Kaspersky offers to turn over source code to U.S. government

Kaspersky said the U.S. government can audit its source code, a move meant to prove Kaspersky Lab is not in bed with the Russian government

In light of a bill that would prohibit the Pentagon from using Kaspersky software, Eugene Kaspersky, CEO of Kaspersky Labs, said he would let the U.S. government examine the source code to show that Kaspersky Lab is not in bed with the Russian government.

“If the United States needs, we can disclose the source code,” Kaspersky told the Associated Press. He’s willing to testify before Congress as well. “Anything I can do to prove that we don’t behave maliciously I will do it.”

It’s unclear if the U.S. government will take Kaspersky up on the offer to audit the code or if an audit would sway the opinion of U.S. intelligence officials. A month ago, chiefs of the NSA, CIA and FBI testified that they would not be comfortable using Kaspersky products.

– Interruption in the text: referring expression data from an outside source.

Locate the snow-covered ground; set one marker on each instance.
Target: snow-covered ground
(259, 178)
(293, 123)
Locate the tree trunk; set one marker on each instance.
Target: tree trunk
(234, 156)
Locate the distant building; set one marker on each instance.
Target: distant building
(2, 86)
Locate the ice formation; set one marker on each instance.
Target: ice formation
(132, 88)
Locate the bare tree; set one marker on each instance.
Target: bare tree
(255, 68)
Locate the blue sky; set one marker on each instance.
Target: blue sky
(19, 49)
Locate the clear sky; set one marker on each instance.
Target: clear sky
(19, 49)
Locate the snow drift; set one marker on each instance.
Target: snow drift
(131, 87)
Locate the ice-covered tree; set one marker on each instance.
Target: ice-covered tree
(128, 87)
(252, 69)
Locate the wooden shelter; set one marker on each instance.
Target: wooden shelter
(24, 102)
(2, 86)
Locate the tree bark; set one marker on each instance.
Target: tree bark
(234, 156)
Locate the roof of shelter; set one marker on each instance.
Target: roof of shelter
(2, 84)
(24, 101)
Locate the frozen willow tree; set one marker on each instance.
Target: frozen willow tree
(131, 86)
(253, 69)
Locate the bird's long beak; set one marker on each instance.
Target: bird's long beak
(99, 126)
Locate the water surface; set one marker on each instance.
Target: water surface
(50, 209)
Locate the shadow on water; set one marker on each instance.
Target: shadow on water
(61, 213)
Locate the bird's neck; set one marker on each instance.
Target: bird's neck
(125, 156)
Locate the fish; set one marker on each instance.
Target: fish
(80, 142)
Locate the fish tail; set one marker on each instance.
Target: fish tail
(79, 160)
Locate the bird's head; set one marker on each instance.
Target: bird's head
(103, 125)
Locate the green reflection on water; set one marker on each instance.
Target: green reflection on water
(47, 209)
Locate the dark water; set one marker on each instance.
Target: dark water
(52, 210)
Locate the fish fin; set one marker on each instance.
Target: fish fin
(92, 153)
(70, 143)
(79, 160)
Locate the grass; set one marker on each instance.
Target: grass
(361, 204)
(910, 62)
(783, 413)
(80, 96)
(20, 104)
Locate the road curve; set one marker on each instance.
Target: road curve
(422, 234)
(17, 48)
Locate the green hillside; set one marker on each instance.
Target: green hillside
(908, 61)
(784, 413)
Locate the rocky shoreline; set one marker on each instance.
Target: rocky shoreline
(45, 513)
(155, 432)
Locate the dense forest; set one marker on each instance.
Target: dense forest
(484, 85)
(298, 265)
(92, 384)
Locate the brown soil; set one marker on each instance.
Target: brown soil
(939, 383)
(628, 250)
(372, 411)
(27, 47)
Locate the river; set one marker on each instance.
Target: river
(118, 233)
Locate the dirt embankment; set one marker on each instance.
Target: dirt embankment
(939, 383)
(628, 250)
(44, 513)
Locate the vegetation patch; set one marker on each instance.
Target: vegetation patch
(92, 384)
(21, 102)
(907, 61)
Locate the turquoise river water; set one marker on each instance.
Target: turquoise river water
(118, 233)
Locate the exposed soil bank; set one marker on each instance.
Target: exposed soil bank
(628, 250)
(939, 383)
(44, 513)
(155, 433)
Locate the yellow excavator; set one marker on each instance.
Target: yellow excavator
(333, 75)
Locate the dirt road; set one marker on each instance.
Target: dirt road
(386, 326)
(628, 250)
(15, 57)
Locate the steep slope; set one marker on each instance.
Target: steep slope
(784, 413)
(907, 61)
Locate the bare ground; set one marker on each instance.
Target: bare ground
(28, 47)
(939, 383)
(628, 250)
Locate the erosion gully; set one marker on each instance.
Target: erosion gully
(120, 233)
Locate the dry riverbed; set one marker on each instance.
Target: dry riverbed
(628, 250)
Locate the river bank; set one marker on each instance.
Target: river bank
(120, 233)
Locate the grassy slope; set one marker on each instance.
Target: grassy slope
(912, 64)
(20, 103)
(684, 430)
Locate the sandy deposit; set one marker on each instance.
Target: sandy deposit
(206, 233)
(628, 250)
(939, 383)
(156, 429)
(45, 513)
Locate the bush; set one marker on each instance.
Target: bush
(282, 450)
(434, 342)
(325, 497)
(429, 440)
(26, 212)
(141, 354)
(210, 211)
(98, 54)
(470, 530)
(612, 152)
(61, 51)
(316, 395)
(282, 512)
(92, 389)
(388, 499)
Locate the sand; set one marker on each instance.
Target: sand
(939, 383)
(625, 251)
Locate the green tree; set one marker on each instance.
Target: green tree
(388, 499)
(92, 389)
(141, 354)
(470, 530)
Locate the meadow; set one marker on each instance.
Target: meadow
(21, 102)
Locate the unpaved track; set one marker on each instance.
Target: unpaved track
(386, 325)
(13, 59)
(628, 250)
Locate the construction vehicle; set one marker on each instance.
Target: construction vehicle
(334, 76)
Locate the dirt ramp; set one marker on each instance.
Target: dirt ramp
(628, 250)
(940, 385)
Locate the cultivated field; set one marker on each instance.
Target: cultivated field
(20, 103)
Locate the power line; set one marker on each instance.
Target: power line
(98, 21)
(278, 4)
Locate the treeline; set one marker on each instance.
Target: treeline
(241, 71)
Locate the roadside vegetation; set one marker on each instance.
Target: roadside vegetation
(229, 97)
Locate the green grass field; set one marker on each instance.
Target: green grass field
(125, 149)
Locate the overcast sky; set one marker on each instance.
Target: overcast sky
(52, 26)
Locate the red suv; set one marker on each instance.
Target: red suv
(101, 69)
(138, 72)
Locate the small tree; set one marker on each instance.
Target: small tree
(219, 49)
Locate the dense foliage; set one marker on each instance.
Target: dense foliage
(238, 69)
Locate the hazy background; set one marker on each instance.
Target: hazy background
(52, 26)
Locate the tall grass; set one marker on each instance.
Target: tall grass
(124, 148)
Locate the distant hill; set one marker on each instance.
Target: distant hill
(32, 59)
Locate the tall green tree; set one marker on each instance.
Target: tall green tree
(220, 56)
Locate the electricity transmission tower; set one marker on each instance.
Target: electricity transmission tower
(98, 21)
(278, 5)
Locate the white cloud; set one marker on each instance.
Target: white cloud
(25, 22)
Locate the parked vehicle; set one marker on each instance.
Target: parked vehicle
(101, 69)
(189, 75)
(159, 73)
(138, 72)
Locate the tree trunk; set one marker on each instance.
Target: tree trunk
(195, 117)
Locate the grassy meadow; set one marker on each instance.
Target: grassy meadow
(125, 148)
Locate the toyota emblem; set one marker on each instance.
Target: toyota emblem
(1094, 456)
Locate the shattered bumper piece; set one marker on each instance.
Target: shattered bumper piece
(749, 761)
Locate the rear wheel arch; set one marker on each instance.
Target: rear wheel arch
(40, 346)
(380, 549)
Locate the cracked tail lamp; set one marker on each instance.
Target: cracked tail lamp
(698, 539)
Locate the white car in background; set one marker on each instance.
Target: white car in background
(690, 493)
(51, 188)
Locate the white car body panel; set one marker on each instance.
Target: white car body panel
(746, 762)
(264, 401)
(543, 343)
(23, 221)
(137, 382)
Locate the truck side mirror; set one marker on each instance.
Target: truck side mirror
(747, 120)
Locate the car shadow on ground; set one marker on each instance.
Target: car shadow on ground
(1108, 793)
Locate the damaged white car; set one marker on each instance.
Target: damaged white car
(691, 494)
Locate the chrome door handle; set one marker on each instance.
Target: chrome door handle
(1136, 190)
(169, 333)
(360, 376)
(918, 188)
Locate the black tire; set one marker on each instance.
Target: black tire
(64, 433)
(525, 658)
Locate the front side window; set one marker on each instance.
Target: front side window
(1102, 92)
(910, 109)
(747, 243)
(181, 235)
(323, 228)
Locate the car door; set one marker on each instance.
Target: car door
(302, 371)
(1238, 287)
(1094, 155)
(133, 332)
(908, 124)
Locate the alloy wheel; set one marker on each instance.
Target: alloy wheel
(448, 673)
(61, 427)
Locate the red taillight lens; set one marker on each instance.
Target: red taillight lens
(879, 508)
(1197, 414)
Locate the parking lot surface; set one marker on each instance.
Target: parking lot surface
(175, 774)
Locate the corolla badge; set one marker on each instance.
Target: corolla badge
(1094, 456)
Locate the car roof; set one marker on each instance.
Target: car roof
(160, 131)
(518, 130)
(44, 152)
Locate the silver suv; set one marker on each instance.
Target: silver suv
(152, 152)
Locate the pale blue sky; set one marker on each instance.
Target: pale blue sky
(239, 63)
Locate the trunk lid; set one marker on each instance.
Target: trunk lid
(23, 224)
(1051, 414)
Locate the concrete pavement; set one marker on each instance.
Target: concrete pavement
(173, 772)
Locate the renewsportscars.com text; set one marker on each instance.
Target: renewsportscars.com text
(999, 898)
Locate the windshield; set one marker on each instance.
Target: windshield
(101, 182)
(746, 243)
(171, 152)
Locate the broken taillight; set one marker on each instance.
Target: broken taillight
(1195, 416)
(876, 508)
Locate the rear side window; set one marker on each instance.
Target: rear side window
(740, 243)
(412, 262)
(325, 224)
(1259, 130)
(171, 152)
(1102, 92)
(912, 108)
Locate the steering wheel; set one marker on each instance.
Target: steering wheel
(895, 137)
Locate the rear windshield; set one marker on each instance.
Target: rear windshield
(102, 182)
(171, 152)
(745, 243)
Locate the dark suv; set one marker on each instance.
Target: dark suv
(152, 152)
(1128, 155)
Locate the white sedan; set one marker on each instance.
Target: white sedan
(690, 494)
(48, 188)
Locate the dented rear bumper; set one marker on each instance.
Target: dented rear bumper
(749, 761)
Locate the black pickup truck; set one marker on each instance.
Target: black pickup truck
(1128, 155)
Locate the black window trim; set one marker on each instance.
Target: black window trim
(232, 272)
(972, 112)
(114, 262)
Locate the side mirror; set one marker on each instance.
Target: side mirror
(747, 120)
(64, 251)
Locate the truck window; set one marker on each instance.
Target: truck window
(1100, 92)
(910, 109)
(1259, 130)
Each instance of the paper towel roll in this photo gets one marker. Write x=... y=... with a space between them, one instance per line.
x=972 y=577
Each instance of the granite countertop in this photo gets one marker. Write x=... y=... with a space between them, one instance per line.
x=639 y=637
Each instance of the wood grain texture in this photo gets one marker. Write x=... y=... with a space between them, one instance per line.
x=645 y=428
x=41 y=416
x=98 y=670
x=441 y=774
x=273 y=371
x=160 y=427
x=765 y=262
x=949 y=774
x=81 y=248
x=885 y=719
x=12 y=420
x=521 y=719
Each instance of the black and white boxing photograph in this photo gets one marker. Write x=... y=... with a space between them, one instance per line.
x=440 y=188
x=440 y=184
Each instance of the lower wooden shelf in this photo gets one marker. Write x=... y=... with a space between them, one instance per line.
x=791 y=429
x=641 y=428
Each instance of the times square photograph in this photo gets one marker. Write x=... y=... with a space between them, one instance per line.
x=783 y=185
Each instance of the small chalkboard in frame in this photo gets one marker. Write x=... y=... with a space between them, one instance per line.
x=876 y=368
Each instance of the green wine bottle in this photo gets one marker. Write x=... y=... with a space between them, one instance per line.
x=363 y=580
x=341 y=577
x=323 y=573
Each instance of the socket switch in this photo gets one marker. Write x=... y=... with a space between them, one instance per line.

Last week, the Senate Armed Services Committee amended a spending bill that would ban the use of Kaspersky software at the U.S. Defense Department. The bill suggested that Kaspersky software platforms “might be vulnerable to Russian government influence.”

Sen. Jeanne Shaheen (D-N.H.) said Kaspersky products “cannot be trusted to protect critical infrastructure.” ABC News, which saw a copy of the amendment, reported that it states:

No “element of the Department of Defense may use, whether directly or through work with or on behalf of another … [element] of the United States Government, any software platform developed, in whole or in part, by Kaspersky Lab or any entity of which Kaspersky Lab has a majority ownership.”

It goes on to state that the network connection between the DoD and any department or agency using Kaspersky products will be “immediately severed.”

An unnamed congressional source added that Shaheen crafted the language “to [tell] the rest of the federal government that if you’re going to connect to DoD, you can’t use this stuff either.”

Kaspersky has research facilities in the U.S. The day before the defense spending policy bill was passed by the Senate Armed Services Committee, the FBI reportedly “paid visits to at least a dozen employees of Kaspersky, asking questions about the company’s operations as part of a counter-intelligence inquiry.”

As a result of that questioning, Kaspersky told the Associated Press, “Unfortunately, now the links to the FBI are completely ruined. It means that if some serious crime happens that needs Russian law enforcement to cooperate with FBI, unfortunately it’s not possible.”

Russia has asked U.S. security firms to hand over their source code for audits to check for hidden backdoors. Symantec, IBM, Cisco, Hewlett Packard Enterprise and McAfee have agreed to the audits in the past. However, Symantec recently refused to play ball anymore with the Russians. Symantec said, “One of the labs inspecting its products was not independent enough from the Russian government.”

While Kaspersky wouldn’t not specify which countries, he said some governments have “tried to nudge him toward hacking—what he calls ‘the dark side.’” He stopped the talks when the officials, who weren’t Russian, tried to get Kaspersky to launch cyber attacks instead of defending against them.

It remains to be seen if the U.S. will even agree to Kaspersky’s offer to audit source code or if the code alone would allay suspicions that have been around for years about Kaspersky Lab being tied to the Russian government.